The tour includes an underwater visit to the final resting place of the legendary Titanic. On the night of April 1912, the ship hit the iceberg 300 miles southeast from the Newfoundland shore. The maiden voyage ended when Titanic poetically sank to the bottom of the ocean. The famous Titanic is the watery grave of the ship’s captain, members of the crew and 2,200 other travelers. The ship’s wreck sleeps quietly beneath the surface, too fragile to be rescued, but ready for a visit.
Chevé Cave — Mexico
Cheve Cave is one of the deepest caves in the Americas. Located in the southern mountain range in the State of Oaxaca, the cave —its explored parts— goes 4,869 feet deep underground. The cave’s history dates back to the Late Postclassic Period, between 1250–1500 A.D., when it was used for religious ceremonies. The cave has multiple unexplored tunnels and labyrinths presumed to reach beyond 6,561 feet.
Also, the risk of sudden water levels rising is high during the rainy season, which makes the cave accessible only from February to April. The air inside the cave is surprisingly warm, reaching up to 52 degrees Fahrenheit.
Western Mongolia Hiking — Mongolia
The mountain range Tavan Bogd is located in the far west of Mongolia. Tavan Bogd means “Five Large Peaks,” named after the mountain’s highest peaks. The tallest peak, 14,300 feet, also presents the highest mountain in Mongolia.
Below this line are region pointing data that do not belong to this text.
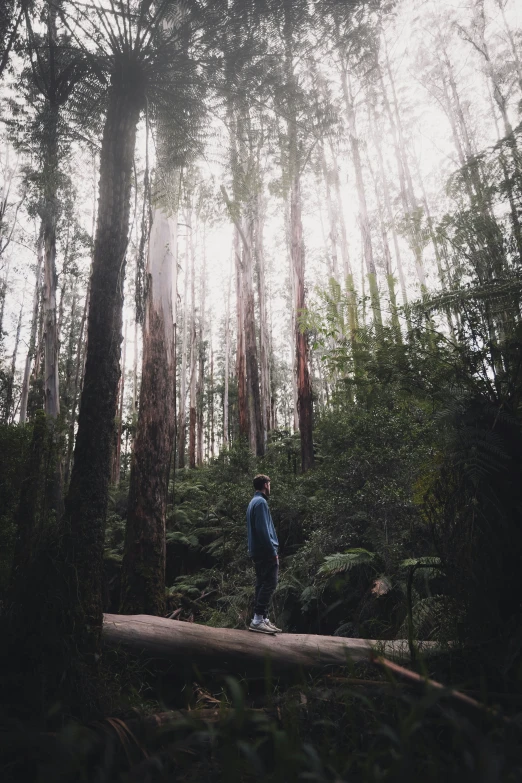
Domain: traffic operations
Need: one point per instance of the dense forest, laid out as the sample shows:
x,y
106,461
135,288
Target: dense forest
x,y
260,236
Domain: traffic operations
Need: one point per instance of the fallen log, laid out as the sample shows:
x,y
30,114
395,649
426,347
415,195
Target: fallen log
x,y
228,649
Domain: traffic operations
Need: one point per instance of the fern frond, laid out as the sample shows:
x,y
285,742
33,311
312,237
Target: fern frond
x,y
345,561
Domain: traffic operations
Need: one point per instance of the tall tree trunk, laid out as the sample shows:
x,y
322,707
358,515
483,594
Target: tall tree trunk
x,y
304,387
364,221
78,381
297,252
50,325
200,385
32,337
264,343
9,394
3,294
227,368
143,567
293,319
193,358
182,413
244,425
116,455
252,365
80,608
The hike from the lake valley to the peak lasts for five days and is embellished with unspoiled Mongolian nature. The visitors often go on horseback to experience the tradition of the region. Western Mongolia is home to Kazakh falconry culture. Eagle hunting dates back to ancient China. The Mongol history mentions that Genghis Khan himself caught an eagle for his father. The sport of falconry and eagle hunting has almost vanished, but the Kazakhs still follow the ancestors’ steps along the Chinese and Mongolian border.
Rafting the Zambezi River — Zambia
The Zambezi is one of the largest rivers in Africa. The 1,599-mile-long river springs in Zambia, flows through Angola, Namibia, Botswana, and Mozambique, to end its journey in the Indian Ocean. The Zambezi waters are dangerous because of its inhabitants, the hippopotamus and Nile crocodile.
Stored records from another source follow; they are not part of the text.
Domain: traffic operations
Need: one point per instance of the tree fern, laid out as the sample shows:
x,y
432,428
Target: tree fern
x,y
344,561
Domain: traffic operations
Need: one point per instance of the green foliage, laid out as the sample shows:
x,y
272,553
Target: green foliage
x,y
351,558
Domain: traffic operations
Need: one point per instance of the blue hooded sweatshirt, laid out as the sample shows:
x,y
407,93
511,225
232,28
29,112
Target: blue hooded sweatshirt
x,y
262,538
The Zambezi River has cut, below the Victoria Falls, its way into a basalt gorge, at which point it is 750 feet deep. The rapids along the river are 330 feet and one mile apart. The Zambezi is a high-volume river, and at some rapids, it feels like the rafters are falling off of a two-story building. The Zambezi is one-of-a-kind rafting experience.
The Steepest Peak on Earth — Mount Thor, Nunavut, Canada
Mount Thor is located on Nunavut Island, at the far north of Canada. It is a towering mountain peak of 4,101 feet. The peak has a vertical drop at an average angle of about 105 degrees, making Mount Thor the steepest mountain in the world — the fact that, despite the remoteness, makes it a place of interest for rock climbers. One climbing expedition lasted for 33 days due to the debris and unpredictable gear. The northern part of Canada has intact nature and mesmerizing Aurora Borealis nights as well.
Nonetheless, each extreme travel location is only half of the adventure. Whether a delicious cuisine hits your nostrils or you are face to face to the significant challenge is what makes your extreme adventure worthwhile.